Eu acho que isso é algo presente na cultura civilizada inglesa. Pelo menos é o que eu percebo sutilmente nas relações entre eles. Posso estar errado. Talvez tenha que pensar mais. De qualquer modo, encontrei um exemplo de simetria que parece ajudar a abordar essa questão da dignidade e do respeito ao outro.

Falei em respeito acima, mas parece envolver também a visão de que a integridade do outro deve ser preservada de modo absoluto. Lembrei de uma parábola do Jesus. O que a mão direita dá, a mão esquerda não percebe. Na caridade deveria ser assim para não haver humilhação do próximo. Aqui surge talvez um ditame da impessoalidade ou anonimato do homem generoso, mas no fundo trata-se mesmo de manter o respeito a autonomia do outro.

Ambos personagens tem plena consciência de sua condição miserável. Não se precisa dizer nada um ao outro. Isso faz a simetria.

Veja que, no meu caso, pode acontecer muitas vezes de dizer que: pareço estar melhor que você, mas não se engane porque eu também tenho minhas dores e misérias.
Ou quando te digo: não fique achando que você é a única pessoa que sofre neste mundo ou que é a pessoa que mais sofre. Todo mundo, de uma forma ou de outra, sofre nesse grande vale de lágrimas que é o mundo.

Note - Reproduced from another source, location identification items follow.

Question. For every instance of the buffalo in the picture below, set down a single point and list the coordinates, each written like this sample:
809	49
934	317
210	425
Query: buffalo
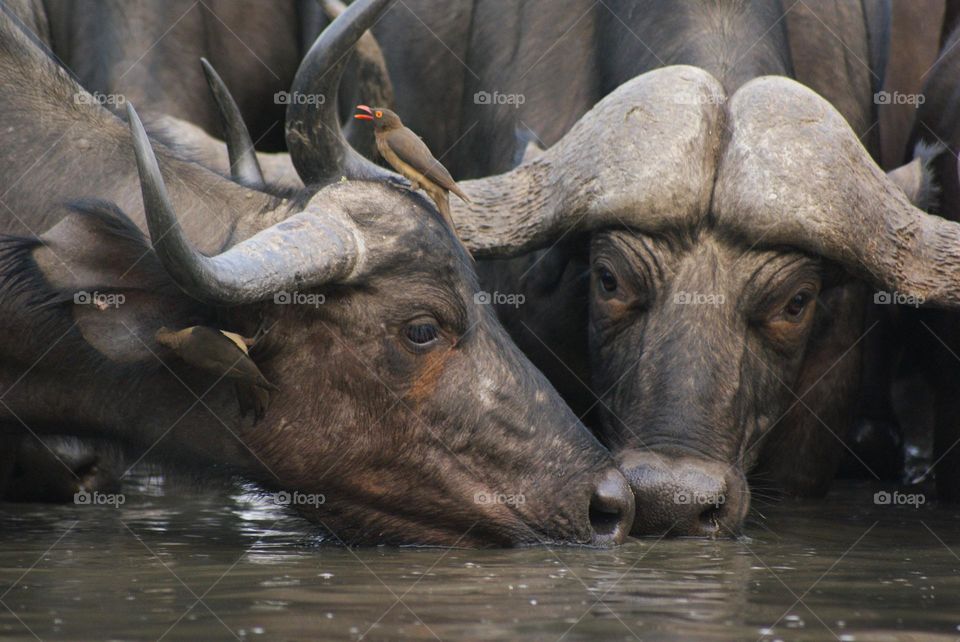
690	341
933	336
399	400
726	338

Shakespeare usava muito essa expressão e essa dimensão: somos todos miseráveis e seremos todos atingidos, mais cedo ou mais tarde, pelas dores do mundo. Expressava ai um fato inarredável que ninguém escapa das dores desse mundo. É a condição humana.

É a condição humana geral. Ninguém, ninguém mesmo, escapa dessa condição. Pode dissimular, disfarçar, negar, esconder, maquiar, negligenciar ou, inclusive, ser na maior parte das vezes indiferente. Mas não escapa.

Além disso, temos que pensar nos tipos de sofredores que surgem dessa condição humana. Tem o sofredor ressentido e tem o sofredor com dignidade. Parece haver uma diferença aí. Nietzsche dizia que o ressentido é muito indigno, porque jamais enfrenta a sua real condição. Apenas projeta no outro ou no sistema essa condição. Em virtude disso é alguém que já entra derrotado e submisso na luta pela vida.

É o famoso homem que usa as muletas da fé para sobreviver nesse mundo. Precisa de um amparo transcendental para andar sobre a terra. É um pacifista por covardia. Tem medo de lutar e de enfrentar de fato sua real condição. Daí para a submissão ou covardia política e moral é um passo. Por isso, quando se leva mesmo a sério isso, não tem solução mais ou menos. Também por isso, a revolta, organizar a revolta e a revolução é um ato de extrema dignidade moral e política, em especial, quando não é baseada no coitadismo ou na vitimização, no ressentimento ou no desejo de vingança, mas na mais plena consciência de dignidade e de disposição para defender ela sobre tudo e sobre todos ou todo e qualquer um que parar a tua frente.

Nenhum dos dois personagens, então, se refugiava em sua dor e gostava de dar meia pataca nos assuntos dos quais tratavam.